Arrow gas plan questioned
An independent report has raised concerns about the risk of drilling new gas wells near contaminated land.
Gas company Arrow Energy has lodged an application to drill hundreds of gas wells near the contaminated Linc Energy underground coal gasification plant.
Arrow wants to sink 280 coal seam gas (CSG) wells and build 440 kilometres of pipelines near the contaminated Linc Energy underground coal gasification (UCG) plant in southern Queensland.
Linc Energy was fined $4.5 million for serious environmental harm it caused at its experimental UCG site near Chinchilla, where coal was set alight deep underground to create a gas that is collected at the surface.
The company mismanaged the underground fires, causing contaminants such as benzene and naphthalene to be released into the soil, air and groundwater.
There is a 10-kilometre no-go-zone around the Linc site. However, Arrow wants to resume mining in the area for CSG.
An independent report commissioned by the Queensland Department of Environment and Science says Arrow has used some “unduly optimistic estimates” in its proposal. The report said the company had not proved that drilling and depressurisation of underground coal will not cause contamination to spread beyond the former Linc Energy site.
It also questioned groundwater modelling used by Arrow Energy, saying its model “may misrepresent the groundwater flow directions”.
The report said Arrow Energy had not clearly considered both gas and water pressures in its groundwater modelling.
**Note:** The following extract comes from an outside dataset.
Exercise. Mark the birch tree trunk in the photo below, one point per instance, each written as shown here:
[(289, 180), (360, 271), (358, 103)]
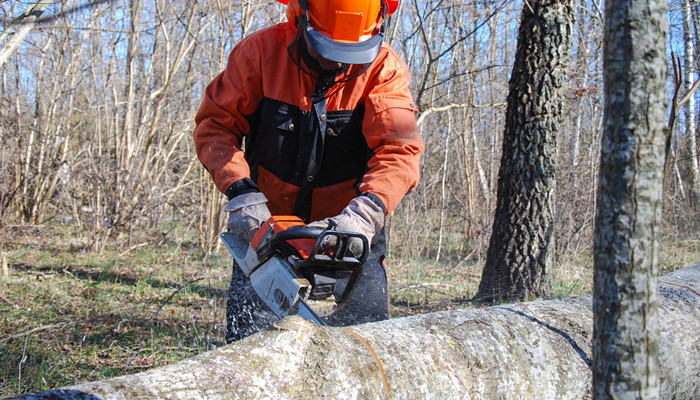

The company was also criticised for relying on information from a single monitoring bore to estimate the hydraulic connectivity between ground formations.
“The underlying geological model is a necessary simplification of a highly complex system and it is considered likely that there will be residual contaminants will remain outside of the gasifiers,” the report said.
“Consequently Arrow's conclusion that there will be no off-site contaminant migration may be incorrect.”
Arrow Energy says the report “largely agrees” with its “modelling on groundwater flow rate, contaminant fate and transport modelling, and that there is little risk of gas migration from the site”.
Former senior Queensland government water manager Tom Crothers, who now works as a private consultant, said the report raises more questions than answers.
“It [the report] is enough to say there are a number of issues which still need to be resolved,” he told the ABC.
“Under the precautionary principle for ecologically sustainable development, the Queensland government should not be giving approval if there's any level of uncertainty as to those impacts.
“If you get mobilisation and transport of those nasties [contamination] from the Linc [Energy] trial, potentially they will contaminate their groundwater supplies.”